I won't fill in the calculations but only show the outline.
Since $N$ is virtually solvable we have the following short exact sequence:
$$1 \longrightarrow N_0 \longrightarrow N \longrightarrow N/N_0 \longrightarrow 1$$
where $N_0$ is solvable and the quotient is finite.
Since $G/N$ is virtually infinite cyclic we have the short exact sequence:
$$1 \longrightarrow H/N \longrightarrow G/N \longrightarrow G/H \longrightarrow 1$$
where $H \triangleleft G$, $H/N$ is infinite cyclic and $G/H$ is finite.
Now we have that the below s.e.s splits because $H/N$ is free:
$$1 \longrightarrow N \longrightarrow H\longrightarrow H/N \longrightarrow 1$$
Therefore, $H \cong N \rtimes H/N $ where the action of the quotient on $N$ is given by conjugation.
Consider this theorem by Hall:
We have that $N$ is finitely generated and normal in $G$, $N_0$ has finite index in $N$ so there is $N_1 \subset N_0$, $N_1$ normal in $G$ and $[N:N_1] < \infty$.
Thus the index, $[N \rtimes H/N:N_1 \rtimes H/N]$, is finite (because $[N:N_1]< \infty$ - is this accurate?).
Using the above theorem again, and with the observation that $N \rtimes H/N$ is finitely generated there is a subgroup $L \subset N_1 \rtimes H/N$ which is normal in $N \rtimes H/N$ and has finite index.
Finally, $N_1 \rtimes H/N$ is solvable because $[N_1 \rtimes H/N, N_1 \rtimes H/N] \subset [N_1,1] \cong N_1$ which is solvable, hence $L$ is solvable and of finite index in $H$, and normal in $G$. Hence $G$ is virtually solvable.
Please correct me if something is off, thanks :)
You can make a few improvements that would help.
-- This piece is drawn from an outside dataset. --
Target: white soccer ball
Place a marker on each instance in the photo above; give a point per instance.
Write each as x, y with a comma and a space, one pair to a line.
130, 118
First, since you are working up to finite index you may as well assume that $G/N$ is cyclic, rather than just virtually cyclic. Second, your $N$ is virtually soluble, so there is a subgroup $N_0$ of $N$, the soluble radical of $N$, and this has finite index in $N$. Furthermore, since it's characteristic in $N$, $N_0\lhd G$, and so we may assume that $N_0=1$ if we are only proving that $G$ is virtually soluble. Hence all you need to show is that finite-by-cyclic is cyclic-by-finite.
To do this last bit, it's fairly easy, and you don't any big theorems, or even freeness of cyclic groups. If $|N|$ is finite and $G/N$ is cylcic, let $x\in G$ be the preimage of a generator for $G/N$. Then $x$ has infinite order and $G=\langle N,x\rangle$, so $G=N\rtimes H$, where $H=\langle x\rangle$. Finally, $x$ normalizes $N$, a finite group, so some power $x^n$ of $x$ must centralize $N$. Thus $\langle x^n\rangle$ is a normal subgroup, and its index is $|N|\times n$.